Royal Concertgebouw Orchestrs. Riccardo Chailly - conductor. Viktor Liberman, Jaap Van Zweden
Symphony No. 5 (Concerto Grosso No. 4)
"Death and transfiguration" is an arch-concept of Romanticism; it defines an era, perhaps an entire century. It is a concept omnipresent in Alfred Schnittke's music, and yet his music is never quite Romantic. In a typical Schnittke concerto or symphony, there are no easy heroes, no valiant deaths; and almost never is there a celestial-bound Resurrection ala Gustav Mahler's Second Symphony or Richard Strauss's Tod und Verklarung. In Schnittke, death is uglier and weirder, and often utterly surprising; transfiguration frequently interrupts, too early or too late. And then the two coexist: the waking die, the dead walk, and phantoms dance wildly on their graves.

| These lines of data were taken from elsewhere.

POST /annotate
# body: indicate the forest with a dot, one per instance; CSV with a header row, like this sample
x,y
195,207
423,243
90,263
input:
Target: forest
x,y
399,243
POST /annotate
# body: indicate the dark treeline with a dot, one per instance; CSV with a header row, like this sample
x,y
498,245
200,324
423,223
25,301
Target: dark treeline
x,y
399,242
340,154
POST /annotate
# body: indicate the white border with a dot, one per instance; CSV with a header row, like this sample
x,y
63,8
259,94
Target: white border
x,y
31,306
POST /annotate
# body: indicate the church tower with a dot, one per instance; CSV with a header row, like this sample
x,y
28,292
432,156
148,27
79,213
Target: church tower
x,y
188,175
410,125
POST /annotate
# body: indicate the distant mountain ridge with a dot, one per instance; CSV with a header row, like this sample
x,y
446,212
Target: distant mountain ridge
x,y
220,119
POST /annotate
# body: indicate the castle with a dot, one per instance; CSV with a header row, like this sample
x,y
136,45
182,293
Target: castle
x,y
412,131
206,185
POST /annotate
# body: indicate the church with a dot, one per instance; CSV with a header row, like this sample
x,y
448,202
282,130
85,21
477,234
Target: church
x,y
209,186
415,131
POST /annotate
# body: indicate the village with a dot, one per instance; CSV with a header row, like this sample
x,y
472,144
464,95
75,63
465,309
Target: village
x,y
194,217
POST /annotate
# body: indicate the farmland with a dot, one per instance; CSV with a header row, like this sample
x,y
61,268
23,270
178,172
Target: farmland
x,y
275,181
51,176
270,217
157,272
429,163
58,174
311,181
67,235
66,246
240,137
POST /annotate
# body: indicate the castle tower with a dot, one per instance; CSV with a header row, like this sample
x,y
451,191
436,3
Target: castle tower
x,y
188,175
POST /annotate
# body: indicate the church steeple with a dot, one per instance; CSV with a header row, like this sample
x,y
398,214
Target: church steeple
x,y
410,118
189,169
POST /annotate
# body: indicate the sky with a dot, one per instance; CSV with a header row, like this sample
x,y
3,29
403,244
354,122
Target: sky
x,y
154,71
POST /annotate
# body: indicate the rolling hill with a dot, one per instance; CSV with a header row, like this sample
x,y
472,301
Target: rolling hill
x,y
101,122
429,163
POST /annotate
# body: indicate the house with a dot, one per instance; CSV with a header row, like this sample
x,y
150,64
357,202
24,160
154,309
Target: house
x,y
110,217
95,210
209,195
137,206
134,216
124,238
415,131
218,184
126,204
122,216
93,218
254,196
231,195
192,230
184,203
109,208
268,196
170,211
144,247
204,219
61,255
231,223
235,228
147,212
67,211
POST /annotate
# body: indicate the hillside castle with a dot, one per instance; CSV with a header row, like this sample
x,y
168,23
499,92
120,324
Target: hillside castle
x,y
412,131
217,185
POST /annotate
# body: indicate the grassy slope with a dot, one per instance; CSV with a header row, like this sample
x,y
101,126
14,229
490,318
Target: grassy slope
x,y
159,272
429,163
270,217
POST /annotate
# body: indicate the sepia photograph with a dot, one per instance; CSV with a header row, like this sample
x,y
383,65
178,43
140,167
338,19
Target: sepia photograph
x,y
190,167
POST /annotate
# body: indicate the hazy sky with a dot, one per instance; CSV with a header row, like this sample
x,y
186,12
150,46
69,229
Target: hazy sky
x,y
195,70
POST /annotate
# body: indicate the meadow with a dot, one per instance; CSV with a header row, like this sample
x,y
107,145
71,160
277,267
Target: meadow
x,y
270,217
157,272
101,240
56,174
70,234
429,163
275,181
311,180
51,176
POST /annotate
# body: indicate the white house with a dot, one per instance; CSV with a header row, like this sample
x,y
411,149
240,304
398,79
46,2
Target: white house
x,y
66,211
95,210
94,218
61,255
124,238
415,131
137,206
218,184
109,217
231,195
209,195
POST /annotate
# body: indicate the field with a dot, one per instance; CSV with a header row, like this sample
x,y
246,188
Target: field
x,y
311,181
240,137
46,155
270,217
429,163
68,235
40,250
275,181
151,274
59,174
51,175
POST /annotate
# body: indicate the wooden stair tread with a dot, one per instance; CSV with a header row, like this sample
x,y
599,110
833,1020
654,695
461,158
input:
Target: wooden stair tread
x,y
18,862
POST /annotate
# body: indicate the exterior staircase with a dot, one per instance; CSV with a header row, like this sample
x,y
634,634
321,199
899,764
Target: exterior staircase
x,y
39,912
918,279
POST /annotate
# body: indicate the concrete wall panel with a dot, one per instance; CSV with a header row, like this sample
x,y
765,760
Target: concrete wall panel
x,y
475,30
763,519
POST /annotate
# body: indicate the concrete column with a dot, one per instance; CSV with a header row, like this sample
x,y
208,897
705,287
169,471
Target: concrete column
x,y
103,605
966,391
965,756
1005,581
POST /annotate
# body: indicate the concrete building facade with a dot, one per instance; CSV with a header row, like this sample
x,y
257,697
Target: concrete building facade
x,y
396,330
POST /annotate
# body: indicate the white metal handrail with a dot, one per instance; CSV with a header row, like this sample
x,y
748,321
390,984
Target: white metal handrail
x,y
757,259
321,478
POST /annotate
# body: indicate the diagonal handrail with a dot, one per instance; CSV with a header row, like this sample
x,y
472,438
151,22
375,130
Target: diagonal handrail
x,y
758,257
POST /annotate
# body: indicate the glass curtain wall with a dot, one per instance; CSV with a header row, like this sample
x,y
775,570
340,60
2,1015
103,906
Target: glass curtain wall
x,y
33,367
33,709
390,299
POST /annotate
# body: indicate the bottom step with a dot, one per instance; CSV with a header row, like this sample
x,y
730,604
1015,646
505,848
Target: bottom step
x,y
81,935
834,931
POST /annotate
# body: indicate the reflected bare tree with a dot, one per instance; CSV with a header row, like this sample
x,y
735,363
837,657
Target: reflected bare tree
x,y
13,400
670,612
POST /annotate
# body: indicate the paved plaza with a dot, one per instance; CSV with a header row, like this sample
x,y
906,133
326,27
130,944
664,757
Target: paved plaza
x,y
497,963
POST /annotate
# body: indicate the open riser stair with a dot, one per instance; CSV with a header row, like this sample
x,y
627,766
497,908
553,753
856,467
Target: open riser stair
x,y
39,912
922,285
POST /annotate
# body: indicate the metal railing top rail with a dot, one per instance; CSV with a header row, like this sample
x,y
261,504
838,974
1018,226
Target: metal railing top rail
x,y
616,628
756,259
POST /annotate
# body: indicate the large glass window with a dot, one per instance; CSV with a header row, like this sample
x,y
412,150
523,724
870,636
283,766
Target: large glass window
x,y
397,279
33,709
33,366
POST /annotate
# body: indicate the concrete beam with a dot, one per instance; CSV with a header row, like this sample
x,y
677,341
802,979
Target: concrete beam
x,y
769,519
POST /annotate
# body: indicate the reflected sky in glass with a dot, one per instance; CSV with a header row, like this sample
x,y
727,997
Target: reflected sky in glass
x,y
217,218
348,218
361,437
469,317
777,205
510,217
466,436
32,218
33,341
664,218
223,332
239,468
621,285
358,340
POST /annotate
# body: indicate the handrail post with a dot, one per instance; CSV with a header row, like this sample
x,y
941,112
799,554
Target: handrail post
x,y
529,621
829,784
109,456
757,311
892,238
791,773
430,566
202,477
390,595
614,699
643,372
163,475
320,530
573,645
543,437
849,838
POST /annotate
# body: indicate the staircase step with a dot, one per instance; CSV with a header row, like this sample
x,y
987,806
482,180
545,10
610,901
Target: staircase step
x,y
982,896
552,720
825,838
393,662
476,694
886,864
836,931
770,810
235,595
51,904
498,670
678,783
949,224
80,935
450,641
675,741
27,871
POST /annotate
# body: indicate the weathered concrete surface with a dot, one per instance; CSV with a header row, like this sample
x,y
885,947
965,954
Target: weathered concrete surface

Schnittke's Concerto Grosso No. 4 / Symphony No. 5 (1988) inhabits such a zombie world. As the title suggests, the first "transfiguration" is that of the work's own genre. What starts as Baroque-Classical pastiche, complete with violin, oboe, and harpsichord soloists, turns via labyrinthine folds into a full Romantic symphony. In doing this, Schnittke creates layers of parody: Schnittke's fake-Baroque is actually his fake-Stravinsky faking Baroque, and Schnittke's fake-Romantic is actually his fake-Mahler faking Romantic - so what Schnittke "resurrects" may have never actually lived in the first place. The actual moment of transfiguration, the beginning of the Symphony "proper," doesn't begin until the work is half over. Only in the third of the piece's four movements, with the ghosts of Stravinsky and Mahler buried, does Schnittke's own musical mind take over.
The work's opening Allegro immediately alludes to a famous Stravinsky work, the Violin Concerto in D. Itself a kind of stylized melange of Baroque intricacy and Viennese Classicism, Stravinsky's work had already constructed for itself an idealized, imaginary past. Schnittke tattoos this allusion with a new surreal violence: three soloists instead of one, and a full orchestra instead of a chamber ensemble. The ripieno fumbles, the tutti tumbles, and the unbalanced movement finally explodes in a gruesome scaffold-march - whose executionees appear to be both the soloists and the genre they enact.
If Schnittke's first movement attempts to kill off an idealized past, his second attempts to resurrect a very real past, by attempting to finish the second movement of Mahler's half-completed Piano Quartet - his only surviving piece of instrumental chamber music- written when the composer was only 16. Schnittke outlines the melody of Mahler's scherzo, and initiates a series of trials to realize the completed work. Each endeavor fails more noisily, until the entire orchestra commits percussive suicide. Strange transfiguration follows, as Schnittke quotes the Mahler in its entirety (only a handful of bars) with its original instruments (only four, at the very back of the orchestra). Thus the first two movements form a palindrome: the first begins with soloists, only to be destroyed by the orchestra, while the second destroys the orchestra, only to end with soloists.
The first two movements also form a prelude to the "real" Symphony, where Schnittke creates a stylistically "pure" world - a sort of Schnittke without masks. The model is still Mahler, however, especially the Mahler of the Fifth and Ninth symphonies: there and here, one hears a music full of bile and blood: tumultuous, lyrical, and unstoppable. And yet, despite this confessional immediacy, perhaps this "two-movement Symphony" with a "two-movement Concerto-Prelude" transfigures yet another ghost, wears yet another mask: that of Franz Schubert, in his own two-movement "Unfinished" Symphony.